That is perhaps unfair to our minister for culture, arts and leisure, Nelson McCausland, who is himself a library user, but he runs DCAL, the smallest government department, where arts and culture generally are left at the end of the feeding chain.
Librarians themselves have been too self-effacing for too long. A silent service is hardly best equipped to fight its corner in bad times. There was always too much focus on merely safely managing the assets while failing to proclaim the cultural mission.
So who loses out? People in deprived communities who don’t have cars and can’t afford bus fares to some more distant super library. They are also the people who aren’t on line, and could never contemplate buying books.

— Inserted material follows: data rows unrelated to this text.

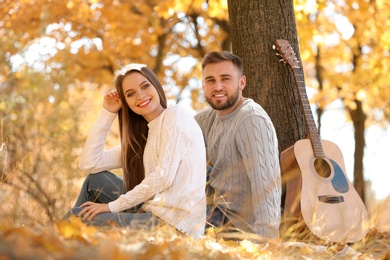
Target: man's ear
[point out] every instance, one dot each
(242, 82)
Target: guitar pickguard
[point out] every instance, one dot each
(339, 182)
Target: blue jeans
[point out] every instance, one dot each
(104, 187)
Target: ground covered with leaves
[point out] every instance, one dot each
(75, 240)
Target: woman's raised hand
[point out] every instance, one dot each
(112, 101)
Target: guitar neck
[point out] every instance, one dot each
(308, 115)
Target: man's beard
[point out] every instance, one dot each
(219, 105)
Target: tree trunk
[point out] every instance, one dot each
(358, 118)
(255, 25)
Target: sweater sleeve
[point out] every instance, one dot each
(171, 149)
(259, 148)
(93, 157)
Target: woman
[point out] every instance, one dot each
(162, 156)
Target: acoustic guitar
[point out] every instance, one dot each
(317, 187)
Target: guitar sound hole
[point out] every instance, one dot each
(322, 167)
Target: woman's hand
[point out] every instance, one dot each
(112, 102)
(91, 209)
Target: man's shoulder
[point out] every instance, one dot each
(205, 114)
(251, 108)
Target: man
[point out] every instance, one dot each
(242, 150)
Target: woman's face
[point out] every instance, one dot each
(141, 96)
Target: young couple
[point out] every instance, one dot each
(163, 156)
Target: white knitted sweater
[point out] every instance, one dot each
(243, 149)
(175, 168)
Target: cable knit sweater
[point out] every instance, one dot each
(243, 149)
(175, 168)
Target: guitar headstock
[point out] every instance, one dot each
(287, 53)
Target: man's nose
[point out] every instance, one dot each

It is extraordinary how easily middle-class boards and managers assume that stressed single mothers and their children, teenagers without rich parents, or impoverished old age pensioners can enjoy their mobility and alternative spending options.
The public library service should have another higher level role in providing research resources for scholars of all kinds, and in particular in the area of our own heritage. If it does nothing else it has a special duty to preserve and make available materials relating to our own society.

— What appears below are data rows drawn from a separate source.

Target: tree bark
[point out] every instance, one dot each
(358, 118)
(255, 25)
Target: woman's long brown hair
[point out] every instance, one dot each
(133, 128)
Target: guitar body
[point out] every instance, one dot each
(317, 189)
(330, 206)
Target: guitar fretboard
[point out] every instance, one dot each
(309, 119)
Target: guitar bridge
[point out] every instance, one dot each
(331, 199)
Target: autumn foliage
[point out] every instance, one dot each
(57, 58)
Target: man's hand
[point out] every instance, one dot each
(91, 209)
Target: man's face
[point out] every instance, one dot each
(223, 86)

The Central Library in Belfast has been designated as the lead centre in this regard, but its planned £40 million plus redevelopment has been axed, and its plans for fulfilling its role are as yet a blank space.
What can we actually do? Surely this most vital of public services deserves a wide-ranging public campaign to save it and put it on the right track. If you want to catch up on what is going on with regards to the future of our libraries in Northern Ireland there is a useful blog on the Library and Information Services Council website at
www.liscni.co.uk.
By all means respond to the latest consultation on the strategic plan (deadline April 8) at
www.librariesni.org.uk, but I fear your protests may fall on deaf ears.